Momentous Big Bang Findings Questioned
sciencehabit writes "The biggest discovery in cosmology in a decade could turn out to be an experimental artifact, according to a report by a physics blogger. The blogger says the BICEP group — the team behind the huge announcement of the moments after the Big Bang a few weeks back — had subtracted the wrong Planck measurement of foreground radiation in deriving its famous evidence for gravitational waves. As a result, the calculation is invalid and the so-called evidence inconclusive. Intriguingly, the BICEP team has yet to flat-out deny this."
That's why we call it science, not religion.
Fascism: An authoritarian and nationalistic right-wing system of government and social organization. See also: NAZI's
It would be momentous if the editors actually did anything around here.
He is basing his objections on a screenshot of a PDF file and not the real data. I'm not saying his findings are incorrect, this is a huge discovery and needs to be thoroughly vetted, but come on. 1 guy suggesting a problem isn't news worthy.
There are at least a half a dozen experiments either taking data or analyzing data which will either confirm or refute the BICEP2 data, some releasing results in less than a year. Then we'll know the answer.
It's interesting, and sort of icky, how much "science" is being done by blog these days. No hard data to back up the claims, just rumors and hearsay. Yech.

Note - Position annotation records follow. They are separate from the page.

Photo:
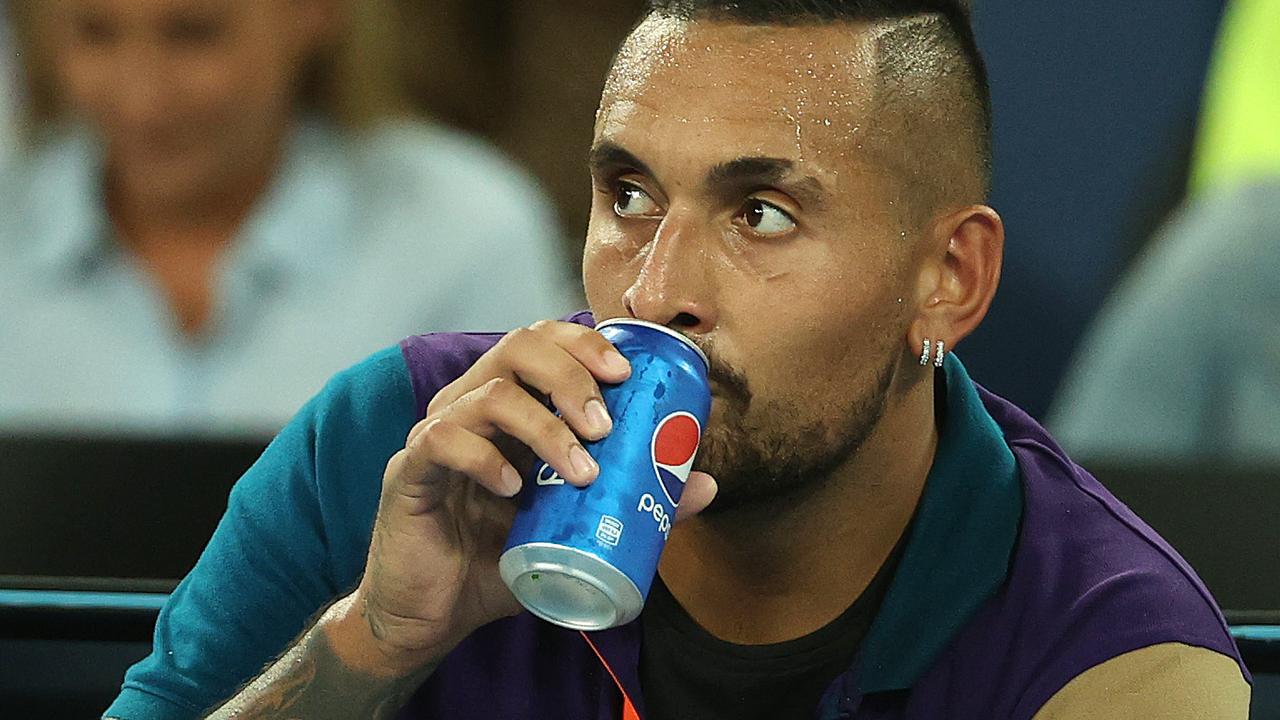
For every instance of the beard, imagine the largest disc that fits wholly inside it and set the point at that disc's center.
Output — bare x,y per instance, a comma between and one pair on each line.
775,460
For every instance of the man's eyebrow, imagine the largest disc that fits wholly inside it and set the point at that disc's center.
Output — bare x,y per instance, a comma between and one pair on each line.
749,173
612,156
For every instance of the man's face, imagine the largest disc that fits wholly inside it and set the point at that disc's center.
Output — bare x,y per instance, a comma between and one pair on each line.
734,200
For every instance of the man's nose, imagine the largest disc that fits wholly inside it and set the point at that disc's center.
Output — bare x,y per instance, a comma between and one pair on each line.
673,285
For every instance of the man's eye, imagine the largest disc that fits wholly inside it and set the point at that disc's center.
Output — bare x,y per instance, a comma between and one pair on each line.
766,218
631,201
95,30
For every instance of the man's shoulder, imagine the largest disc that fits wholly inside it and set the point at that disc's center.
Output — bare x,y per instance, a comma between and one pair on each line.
437,359
1088,580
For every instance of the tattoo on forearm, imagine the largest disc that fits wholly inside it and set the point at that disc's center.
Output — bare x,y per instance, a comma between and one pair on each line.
310,682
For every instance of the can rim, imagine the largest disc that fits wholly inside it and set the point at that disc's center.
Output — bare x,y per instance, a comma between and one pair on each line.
664,329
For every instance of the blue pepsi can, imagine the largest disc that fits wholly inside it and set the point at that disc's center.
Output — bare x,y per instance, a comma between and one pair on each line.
585,557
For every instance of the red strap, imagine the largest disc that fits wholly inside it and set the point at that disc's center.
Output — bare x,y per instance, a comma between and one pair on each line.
629,709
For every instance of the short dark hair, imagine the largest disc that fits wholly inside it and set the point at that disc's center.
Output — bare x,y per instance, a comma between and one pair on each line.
932,81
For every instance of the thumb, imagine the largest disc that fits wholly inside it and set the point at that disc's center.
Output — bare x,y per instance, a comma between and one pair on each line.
699,491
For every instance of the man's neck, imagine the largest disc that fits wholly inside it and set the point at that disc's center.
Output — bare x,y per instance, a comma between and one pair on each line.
762,577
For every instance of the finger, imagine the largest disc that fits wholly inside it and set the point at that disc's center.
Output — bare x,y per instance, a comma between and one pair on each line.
588,347
442,443
536,360
699,492
503,406
560,360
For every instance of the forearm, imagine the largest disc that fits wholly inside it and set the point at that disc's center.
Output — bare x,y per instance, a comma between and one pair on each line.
329,674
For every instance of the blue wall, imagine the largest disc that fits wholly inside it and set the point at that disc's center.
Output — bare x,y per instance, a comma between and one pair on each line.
1093,103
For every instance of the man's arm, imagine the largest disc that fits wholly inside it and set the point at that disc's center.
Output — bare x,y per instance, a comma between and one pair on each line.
333,671
1162,682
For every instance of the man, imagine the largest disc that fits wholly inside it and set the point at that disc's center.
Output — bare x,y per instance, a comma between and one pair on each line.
798,187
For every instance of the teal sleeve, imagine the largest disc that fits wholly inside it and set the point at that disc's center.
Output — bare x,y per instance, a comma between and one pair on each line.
293,538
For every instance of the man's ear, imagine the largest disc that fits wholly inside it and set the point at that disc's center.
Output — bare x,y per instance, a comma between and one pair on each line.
959,276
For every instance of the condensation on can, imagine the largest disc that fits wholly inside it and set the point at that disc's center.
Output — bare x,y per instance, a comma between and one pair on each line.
572,568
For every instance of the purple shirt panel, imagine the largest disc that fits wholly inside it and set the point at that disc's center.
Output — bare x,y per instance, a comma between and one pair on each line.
1088,582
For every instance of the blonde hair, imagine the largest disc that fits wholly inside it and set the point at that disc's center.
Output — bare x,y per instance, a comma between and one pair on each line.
356,81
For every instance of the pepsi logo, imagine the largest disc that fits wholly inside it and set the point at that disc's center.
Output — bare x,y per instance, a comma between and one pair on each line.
675,442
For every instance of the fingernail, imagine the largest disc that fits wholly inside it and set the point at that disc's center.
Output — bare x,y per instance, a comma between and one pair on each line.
511,482
617,364
583,464
598,417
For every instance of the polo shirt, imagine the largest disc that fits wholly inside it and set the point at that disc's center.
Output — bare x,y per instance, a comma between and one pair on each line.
1019,573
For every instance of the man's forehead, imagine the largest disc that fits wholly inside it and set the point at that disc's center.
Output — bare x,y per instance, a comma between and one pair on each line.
808,85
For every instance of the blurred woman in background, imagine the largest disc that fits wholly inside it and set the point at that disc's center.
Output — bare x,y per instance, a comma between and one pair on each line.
220,203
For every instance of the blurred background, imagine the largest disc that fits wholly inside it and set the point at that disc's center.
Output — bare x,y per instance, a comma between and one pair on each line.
1137,167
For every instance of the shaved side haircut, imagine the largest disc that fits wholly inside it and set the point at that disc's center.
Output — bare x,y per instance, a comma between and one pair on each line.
931,124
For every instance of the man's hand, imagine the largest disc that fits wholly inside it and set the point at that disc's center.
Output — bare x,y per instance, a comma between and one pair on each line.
446,510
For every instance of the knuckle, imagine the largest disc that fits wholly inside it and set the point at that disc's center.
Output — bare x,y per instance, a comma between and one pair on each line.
434,434
519,336
496,390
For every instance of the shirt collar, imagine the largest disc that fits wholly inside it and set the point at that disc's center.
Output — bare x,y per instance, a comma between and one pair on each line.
304,220
64,203
960,542
956,556
298,226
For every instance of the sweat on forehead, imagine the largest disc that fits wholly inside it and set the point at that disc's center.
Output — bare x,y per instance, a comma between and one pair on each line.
895,94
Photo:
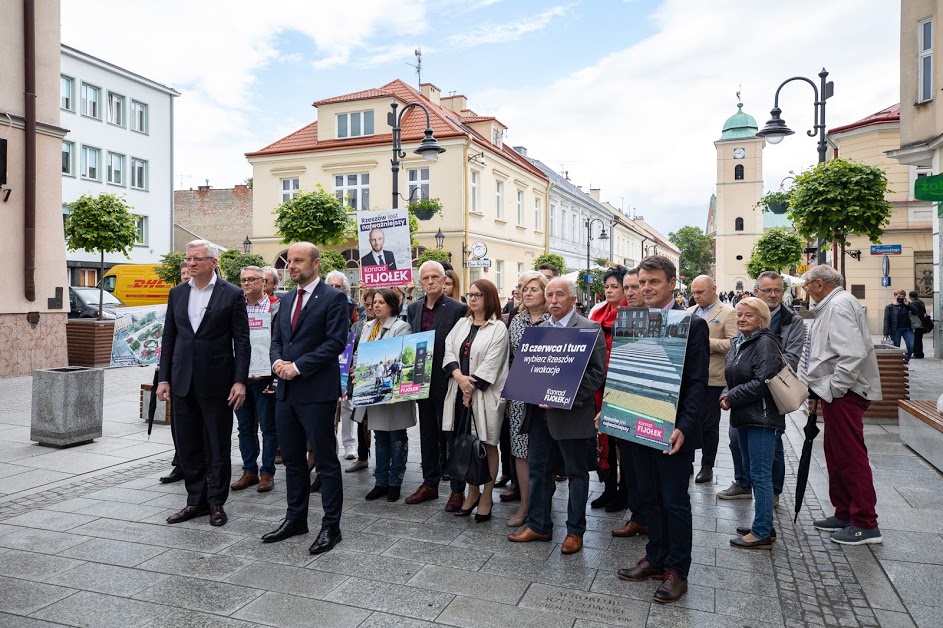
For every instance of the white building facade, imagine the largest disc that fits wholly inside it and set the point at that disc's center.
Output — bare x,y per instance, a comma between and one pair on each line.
120,141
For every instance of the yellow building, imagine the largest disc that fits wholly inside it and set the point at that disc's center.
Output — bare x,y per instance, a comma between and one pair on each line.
490,193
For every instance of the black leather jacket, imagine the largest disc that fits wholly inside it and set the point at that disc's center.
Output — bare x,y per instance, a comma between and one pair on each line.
748,367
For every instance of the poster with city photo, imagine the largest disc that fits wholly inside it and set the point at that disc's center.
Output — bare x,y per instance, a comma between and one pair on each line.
640,401
383,238
391,370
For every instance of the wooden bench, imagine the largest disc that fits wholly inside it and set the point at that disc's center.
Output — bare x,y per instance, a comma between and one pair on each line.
921,429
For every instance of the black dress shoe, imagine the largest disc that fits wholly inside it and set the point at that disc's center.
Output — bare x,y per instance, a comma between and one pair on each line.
218,516
190,512
327,539
175,476
288,528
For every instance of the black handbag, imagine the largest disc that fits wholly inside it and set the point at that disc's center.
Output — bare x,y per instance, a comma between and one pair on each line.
469,460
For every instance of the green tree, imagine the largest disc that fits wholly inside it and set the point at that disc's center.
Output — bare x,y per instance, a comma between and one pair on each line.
317,217
839,198
232,261
169,268
778,249
102,224
551,258
696,252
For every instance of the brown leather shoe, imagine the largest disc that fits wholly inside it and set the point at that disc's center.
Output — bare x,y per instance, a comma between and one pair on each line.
423,494
266,483
630,529
455,502
571,544
642,571
247,480
671,589
527,535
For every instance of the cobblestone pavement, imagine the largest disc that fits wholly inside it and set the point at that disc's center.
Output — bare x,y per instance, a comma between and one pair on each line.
83,542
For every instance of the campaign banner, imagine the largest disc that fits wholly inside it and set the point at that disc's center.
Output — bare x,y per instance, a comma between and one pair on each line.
640,401
549,365
260,341
383,238
391,370
138,334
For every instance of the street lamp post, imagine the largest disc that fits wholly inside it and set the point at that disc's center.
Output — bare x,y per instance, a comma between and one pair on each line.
428,148
589,238
776,129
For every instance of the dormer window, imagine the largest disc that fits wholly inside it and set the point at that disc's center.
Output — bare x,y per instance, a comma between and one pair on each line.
355,124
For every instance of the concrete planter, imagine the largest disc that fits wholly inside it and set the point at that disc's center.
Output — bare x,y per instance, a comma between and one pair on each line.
68,406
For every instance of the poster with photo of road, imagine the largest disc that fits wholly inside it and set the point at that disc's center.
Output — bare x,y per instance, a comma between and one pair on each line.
391,370
644,381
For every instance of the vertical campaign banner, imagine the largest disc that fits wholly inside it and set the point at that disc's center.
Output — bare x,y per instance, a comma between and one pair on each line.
383,238
549,365
640,401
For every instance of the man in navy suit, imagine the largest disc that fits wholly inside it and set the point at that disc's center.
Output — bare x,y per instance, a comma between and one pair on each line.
204,364
308,336
663,476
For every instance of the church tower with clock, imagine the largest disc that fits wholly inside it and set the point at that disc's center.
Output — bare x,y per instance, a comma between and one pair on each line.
734,222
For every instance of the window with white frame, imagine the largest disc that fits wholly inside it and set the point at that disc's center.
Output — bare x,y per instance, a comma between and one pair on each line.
138,173
115,168
139,121
418,180
353,190
290,188
355,124
925,60
67,95
499,199
91,163
68,158
91,101
115,109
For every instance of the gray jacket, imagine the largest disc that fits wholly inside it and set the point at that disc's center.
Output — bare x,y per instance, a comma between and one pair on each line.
841,354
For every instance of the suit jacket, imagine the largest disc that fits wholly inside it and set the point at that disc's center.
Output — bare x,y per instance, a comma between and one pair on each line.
370,260
318,339
694,378
722,325
447,314
217,352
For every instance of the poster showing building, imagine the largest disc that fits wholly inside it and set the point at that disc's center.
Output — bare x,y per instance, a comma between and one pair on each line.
644,381
391,370
383,238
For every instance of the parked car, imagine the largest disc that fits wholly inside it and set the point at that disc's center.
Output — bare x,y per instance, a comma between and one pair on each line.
83,303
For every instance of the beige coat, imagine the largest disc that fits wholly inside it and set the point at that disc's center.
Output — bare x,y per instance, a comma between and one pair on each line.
489,361
722,326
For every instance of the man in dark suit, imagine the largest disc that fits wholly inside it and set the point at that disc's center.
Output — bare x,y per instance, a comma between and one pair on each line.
308,335
437,312
663,476
377,256
572,431
204,364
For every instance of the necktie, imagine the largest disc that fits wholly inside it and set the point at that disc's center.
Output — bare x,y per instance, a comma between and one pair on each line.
299,301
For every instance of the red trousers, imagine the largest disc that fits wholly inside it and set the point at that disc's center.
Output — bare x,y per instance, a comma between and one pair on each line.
850,485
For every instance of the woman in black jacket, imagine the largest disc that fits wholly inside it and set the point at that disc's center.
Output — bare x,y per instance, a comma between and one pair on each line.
755,356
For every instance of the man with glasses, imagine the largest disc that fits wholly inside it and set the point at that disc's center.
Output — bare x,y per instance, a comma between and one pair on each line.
204,364
256,412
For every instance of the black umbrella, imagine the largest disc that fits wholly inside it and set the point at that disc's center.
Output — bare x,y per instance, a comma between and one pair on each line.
805,460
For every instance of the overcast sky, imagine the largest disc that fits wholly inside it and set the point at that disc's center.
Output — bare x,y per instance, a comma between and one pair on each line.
625,96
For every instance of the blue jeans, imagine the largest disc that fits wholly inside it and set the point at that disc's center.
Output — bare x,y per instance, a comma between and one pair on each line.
392,449
741,474
908,336
542,483
258,411
758,445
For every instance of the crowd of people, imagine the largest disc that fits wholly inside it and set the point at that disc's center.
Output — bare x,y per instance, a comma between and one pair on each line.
732,350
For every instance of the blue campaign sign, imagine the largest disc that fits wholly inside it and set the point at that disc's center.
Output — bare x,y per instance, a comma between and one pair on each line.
549,365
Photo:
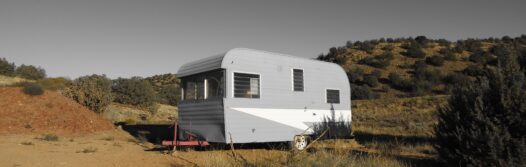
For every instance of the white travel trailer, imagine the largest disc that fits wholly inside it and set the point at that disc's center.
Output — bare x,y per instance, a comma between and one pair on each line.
257,96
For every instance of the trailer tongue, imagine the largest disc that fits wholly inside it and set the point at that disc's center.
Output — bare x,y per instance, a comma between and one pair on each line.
192,139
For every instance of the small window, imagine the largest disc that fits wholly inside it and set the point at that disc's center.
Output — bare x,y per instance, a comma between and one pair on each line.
246,85
297,78
333,96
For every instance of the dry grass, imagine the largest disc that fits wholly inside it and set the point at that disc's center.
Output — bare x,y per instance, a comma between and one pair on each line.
389,132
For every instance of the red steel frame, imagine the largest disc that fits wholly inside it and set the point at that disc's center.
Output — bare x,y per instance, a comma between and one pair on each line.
192,141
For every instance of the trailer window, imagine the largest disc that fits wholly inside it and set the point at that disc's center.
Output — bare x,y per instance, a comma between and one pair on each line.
246,85
333,96
297,80
208,85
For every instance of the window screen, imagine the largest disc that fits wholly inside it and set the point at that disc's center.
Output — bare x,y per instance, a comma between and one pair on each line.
246,85
297,77
333,96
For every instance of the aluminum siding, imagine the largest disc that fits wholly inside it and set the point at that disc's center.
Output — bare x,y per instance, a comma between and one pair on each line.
205,119
275,72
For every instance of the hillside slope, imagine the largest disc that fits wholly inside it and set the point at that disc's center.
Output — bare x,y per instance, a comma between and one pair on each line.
50,112
408,67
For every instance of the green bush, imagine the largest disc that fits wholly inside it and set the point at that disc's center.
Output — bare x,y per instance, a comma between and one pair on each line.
415,51
480,57
6,68
474,70
134,91
448,54
334,128
170,94
362,92
92,91
381,61
33,89
419,88
355,75
377,73
59,83
435,60
371,80
483,123
397,82
30,72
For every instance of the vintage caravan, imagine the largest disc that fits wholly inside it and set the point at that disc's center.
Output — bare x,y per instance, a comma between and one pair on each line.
257,96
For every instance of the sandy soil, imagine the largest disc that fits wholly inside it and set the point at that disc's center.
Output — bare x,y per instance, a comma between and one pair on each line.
111,148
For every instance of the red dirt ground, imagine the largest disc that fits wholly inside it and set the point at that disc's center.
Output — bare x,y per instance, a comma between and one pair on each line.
50,112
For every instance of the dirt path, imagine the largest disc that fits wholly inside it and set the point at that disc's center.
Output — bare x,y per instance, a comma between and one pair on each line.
114,148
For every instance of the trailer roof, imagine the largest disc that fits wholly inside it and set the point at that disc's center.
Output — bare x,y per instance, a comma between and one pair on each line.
215,62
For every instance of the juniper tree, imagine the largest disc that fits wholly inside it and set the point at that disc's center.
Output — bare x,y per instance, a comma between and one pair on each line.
483,123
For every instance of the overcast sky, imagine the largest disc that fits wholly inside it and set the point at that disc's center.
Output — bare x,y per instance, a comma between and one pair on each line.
123,38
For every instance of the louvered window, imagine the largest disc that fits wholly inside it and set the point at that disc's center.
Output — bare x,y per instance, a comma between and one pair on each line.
333,96
297,79
246,85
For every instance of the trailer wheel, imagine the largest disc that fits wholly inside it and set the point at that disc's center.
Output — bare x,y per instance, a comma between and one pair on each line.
300,142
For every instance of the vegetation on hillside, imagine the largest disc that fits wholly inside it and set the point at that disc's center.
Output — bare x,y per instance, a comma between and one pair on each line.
417,66
25,71
483,124
92,91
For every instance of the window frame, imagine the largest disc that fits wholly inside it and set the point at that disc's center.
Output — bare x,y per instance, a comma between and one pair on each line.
327,93
206,82
302,79
251,73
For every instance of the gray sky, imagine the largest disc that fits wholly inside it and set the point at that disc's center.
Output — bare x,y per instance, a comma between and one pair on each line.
142,38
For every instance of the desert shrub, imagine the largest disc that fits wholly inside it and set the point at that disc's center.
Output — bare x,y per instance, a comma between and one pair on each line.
49,137
169,94
483,125
30,72
421,87
450,56
389,47
415,51
419,69
134,91
336,128
436,60
455,78
7,68
367,46
59,83
355,75
362,92
371,80
380,61
397,82
434,76
92,91
377,73
422,40
474,70
33,89
480,57
335,55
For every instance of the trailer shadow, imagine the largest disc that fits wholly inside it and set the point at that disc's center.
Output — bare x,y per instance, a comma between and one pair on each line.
364,137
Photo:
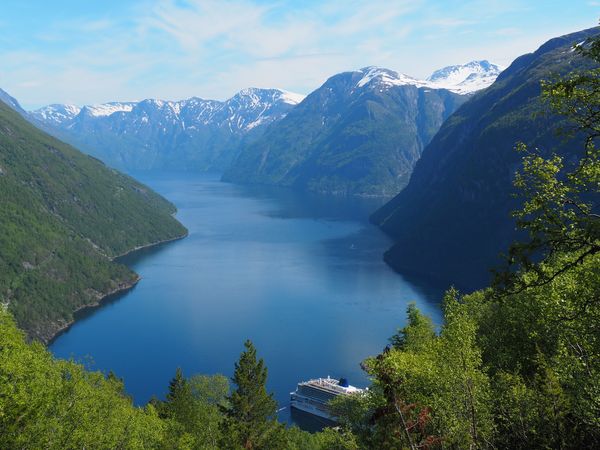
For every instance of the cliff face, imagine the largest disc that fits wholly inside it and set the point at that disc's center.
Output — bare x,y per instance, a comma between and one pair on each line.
63,217
453,219
360,133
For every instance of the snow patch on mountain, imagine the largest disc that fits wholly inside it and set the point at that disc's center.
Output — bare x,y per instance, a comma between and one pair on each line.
466,78
56,114
107,109
461,79
386,77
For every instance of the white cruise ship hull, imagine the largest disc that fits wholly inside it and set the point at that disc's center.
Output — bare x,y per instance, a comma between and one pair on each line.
312,409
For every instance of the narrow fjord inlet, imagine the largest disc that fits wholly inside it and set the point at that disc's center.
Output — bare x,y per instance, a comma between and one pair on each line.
299,274
284,225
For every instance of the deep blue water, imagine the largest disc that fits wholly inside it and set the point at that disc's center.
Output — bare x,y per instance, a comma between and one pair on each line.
299,274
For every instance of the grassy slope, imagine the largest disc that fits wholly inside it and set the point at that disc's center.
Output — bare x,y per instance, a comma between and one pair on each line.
63,216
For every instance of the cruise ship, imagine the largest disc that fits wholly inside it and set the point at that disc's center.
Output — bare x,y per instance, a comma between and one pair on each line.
312,396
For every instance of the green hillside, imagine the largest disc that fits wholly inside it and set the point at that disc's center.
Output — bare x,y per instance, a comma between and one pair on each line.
63,217
346,139
453,218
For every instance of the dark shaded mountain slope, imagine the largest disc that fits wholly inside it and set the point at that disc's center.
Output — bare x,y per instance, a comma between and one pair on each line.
453,219
63,217
360,133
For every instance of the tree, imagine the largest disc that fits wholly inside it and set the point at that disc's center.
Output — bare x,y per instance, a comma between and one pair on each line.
250,421
561,210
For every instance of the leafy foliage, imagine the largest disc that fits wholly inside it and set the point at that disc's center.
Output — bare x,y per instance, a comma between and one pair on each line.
561,208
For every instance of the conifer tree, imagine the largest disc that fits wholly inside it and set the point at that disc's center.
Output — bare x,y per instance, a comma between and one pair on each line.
251,412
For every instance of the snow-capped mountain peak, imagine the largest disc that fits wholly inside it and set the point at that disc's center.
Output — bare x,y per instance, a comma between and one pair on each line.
386,77
106,109
57,113
466,78
461,79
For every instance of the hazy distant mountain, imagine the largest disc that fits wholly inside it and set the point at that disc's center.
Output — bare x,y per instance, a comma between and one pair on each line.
156,134
453,218
361,132
466,78
63,217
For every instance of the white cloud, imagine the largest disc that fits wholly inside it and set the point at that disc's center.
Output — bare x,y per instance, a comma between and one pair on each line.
179,48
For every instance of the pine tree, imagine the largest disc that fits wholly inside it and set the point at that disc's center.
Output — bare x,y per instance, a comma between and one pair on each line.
177,385
251,412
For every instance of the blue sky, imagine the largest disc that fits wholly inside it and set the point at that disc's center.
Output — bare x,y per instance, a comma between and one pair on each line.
91,51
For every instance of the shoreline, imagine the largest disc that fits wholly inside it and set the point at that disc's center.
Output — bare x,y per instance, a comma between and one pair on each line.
122,288
107,297
152,244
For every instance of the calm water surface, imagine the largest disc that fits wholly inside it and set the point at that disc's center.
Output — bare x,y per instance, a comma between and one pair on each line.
301,275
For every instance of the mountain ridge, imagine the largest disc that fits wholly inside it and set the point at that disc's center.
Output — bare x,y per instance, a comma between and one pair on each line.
360,133
453,218
65,217
189,134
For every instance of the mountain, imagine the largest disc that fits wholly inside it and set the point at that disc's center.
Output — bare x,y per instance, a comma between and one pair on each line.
155,134
64,217
360,133
6,98
466,78
453,218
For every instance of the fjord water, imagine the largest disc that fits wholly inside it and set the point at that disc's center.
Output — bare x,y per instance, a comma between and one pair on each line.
301,275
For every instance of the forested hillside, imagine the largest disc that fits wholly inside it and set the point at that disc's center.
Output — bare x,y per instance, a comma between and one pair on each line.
360,133
63,217
453,218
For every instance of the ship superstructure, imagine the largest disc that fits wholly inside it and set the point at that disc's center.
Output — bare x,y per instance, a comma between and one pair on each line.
313,396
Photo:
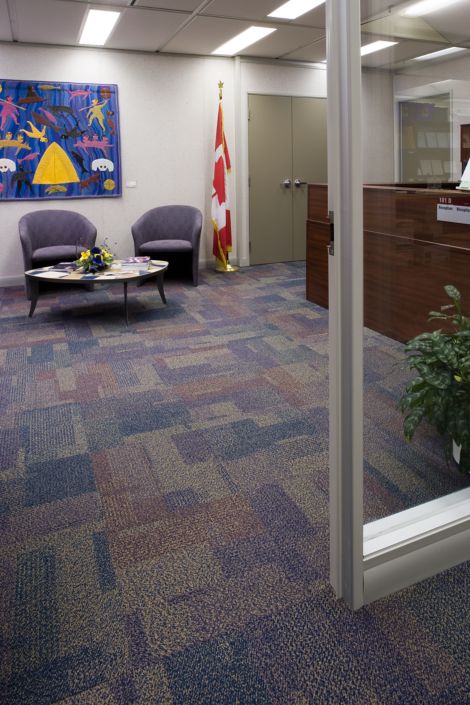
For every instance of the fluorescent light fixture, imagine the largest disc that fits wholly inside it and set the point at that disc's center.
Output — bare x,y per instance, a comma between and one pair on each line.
243,40
98,26
424,7
376,46
437,54
295,8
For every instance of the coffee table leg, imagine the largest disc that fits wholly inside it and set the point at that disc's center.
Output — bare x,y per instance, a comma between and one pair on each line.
125,303
34,289
160,287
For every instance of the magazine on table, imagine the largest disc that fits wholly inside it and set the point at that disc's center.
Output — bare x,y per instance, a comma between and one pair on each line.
135,262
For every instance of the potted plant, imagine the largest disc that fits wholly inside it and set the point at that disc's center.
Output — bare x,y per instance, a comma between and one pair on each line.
440,392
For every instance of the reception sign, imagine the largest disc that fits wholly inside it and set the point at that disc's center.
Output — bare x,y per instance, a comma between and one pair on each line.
58,140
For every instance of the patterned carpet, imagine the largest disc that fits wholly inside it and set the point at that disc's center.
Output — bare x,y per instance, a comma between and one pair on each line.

I really think it will turn out that the big bang/big crunch is a constant process where the universe is shaped like a stretched torus or bar magnet and matter flows out the hole on one side across the surface and back into the hole on the other side constantly. The hole would likely be so small that it crunches matter down to energy as it flows thru to the other side. Since the universe appears to be expanding quicker we would likely be on the outflow side.
*It's not what you can do for the Dark Side but what the Dark Side can do for you!*
Except, this story is religion. It's just one guy making an unsubstantiated claim, and another guy linking to said unsubstantiated claim and giving truth to it based on "internet rumours". There's no peer review to be found.
New Scientist, not a publication known choosing for sobriety over sensationalism but still at least a professional organisation who attempt to get quotes, have reported on this story.
http://www.newscientist.com/article/dn25558-rumours-swirl-over-credibility-of-big-bang-ripple-find.html
This article contains this couple of paragraphs:
" "The rumour is that the BICEP team has now admitted to the mistake," wrote Falkowski.
Kovac says no one has admitted anything. "We tried to do a careful job in the paper of addressing what public information there was, and also being upfront about the uncertainties. We are quite comfortable with the approach we have taken." "
What this means is that BICEP2 are happy that the approach they took should eliminate the foregrounds correctly. The challenge is that they misapplied a preliminary Planck foreground map, which presented foregrounds across a range of frequencies, as applying only to a single frequency. If they actually did this then the BICEP2 analysis will certainly have to be redone, but there's no way Kovac is going to comment on that while work is going on behind -- it would be breach of contract if nothing else. If BICEP2 have done it and it comes out either in their own further release (most likely dropping the detection of gravitational waves down to a constraint of r~0.15 or so, which would still be good results) or ultimately in Planck's own polarisation release, then they'll explain what's gone wrong, or have it explained for them. Of course, it will be less embarrassing if they release their own partial retraction and explain their own mistake, rather than having others do it for them.
Ultimately, what we can say is that the BICEP2 dataset is valuable and, at present, nigh-on unique. It won't stay so for very long given the number of experiments that also target CMB polarisation which are upcoming, but we will never sneer at a further dataset -- and whether or not they've made a mistake in their analysis it's not as though the team were composed of chumps; this is a high-quality team, who have produced high quality data, which can be combined with other datasets to ultimately yield far tighter bounds on a variety of cosmological parameters. Any kind of witch-hunt should be ignored as the media-driven infantilisation it will doubtless be.
(Also while I agree with a couple of other posters that science by blog is pretty nauseating, it's ultimately no different from its previous incarnation, science by conference coffee break - just more pervasive. I still really don't like it but it's a fairly natural progression.)
Specifically, the original poster writes: " Intriguingly, the BICEP team has yet to flat-out deny this."
However, the very first link quotes one of the PIs for BICEP by saying: "As for Falkowski's suggestion in his blog that the BICEP has admitted to making a mistake, Pryke says that "is totally false." The BICEP team will not be revising or retracting its work, which it posted to the arXiv preprint server, Pryke says: "We stand by our paper.""
The /. editors didn't actually look at the submission before approving it. Yeah, yeah, I know.